Tuesday, 18 November 2014

Baking Ingredients

A guide of main ingredients used in baking.

FLOUR

Flour is a powder which is made by grinding cereal grains, beans, or other seeds or roots. It provides the structure to the baked good. The gluten, or protein in floor forms a structure that traps air bubbles. 

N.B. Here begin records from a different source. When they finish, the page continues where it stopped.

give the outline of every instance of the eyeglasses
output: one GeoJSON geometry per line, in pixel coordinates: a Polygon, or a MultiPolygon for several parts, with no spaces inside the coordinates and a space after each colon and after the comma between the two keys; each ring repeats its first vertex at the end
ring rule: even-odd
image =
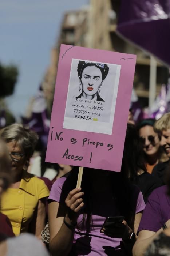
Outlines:
{"type": "Polygon", "coordinates": [[[24,155],[24,154],[20,154],[16,152],[11,152],[9,155],[12,159],[16,162],[20,161],[22,157],[24,155]]]}
{"type": "Polygon", "coordinates": [[[145,144],[146,138],[147,138],[148,140],[151,144],[155,143],[155,136],[154,135],[149,135],[149,136],[146,136],[144,137],[144,136],[142,136],[140,137],[140,139],[143,145],[145,145],[145,144]]]}

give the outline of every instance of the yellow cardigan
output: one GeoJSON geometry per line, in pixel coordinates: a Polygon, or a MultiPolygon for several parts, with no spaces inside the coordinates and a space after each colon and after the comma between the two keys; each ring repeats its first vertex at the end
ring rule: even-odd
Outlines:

The common flour varieties are

  • Refined wheat flour( Maida ) - Mostly used for baking cakes, cookies, biscuits and tarts. 
  • Whole wheat flour - Used for baking breads as it gives a coarse texture and nutty flavour. 
  • Self rising flour - It is comprised of all-purpose flour, salt and a chemical leavening agent such as baking powder. It is easy for baking but doesn't yield good results. 

FAT

Fat coats the protein molecules giving a soft and fluffy baked product. When sugar is creamed with fat, small pockets of air is formed, which produced a finer grain in the baked product. 

  • Butter - It contains 80% fat. Unsalted /salted may be used based on the recipe. If using salted butter, don't add salt in the recipe. 
  • Oil - Recipes which call for oil, use vegetable oil. Dont replace with melted butter or any other oil. 
  • Ghee - It is hydrogenated vegetable fat which is used in combination with butter.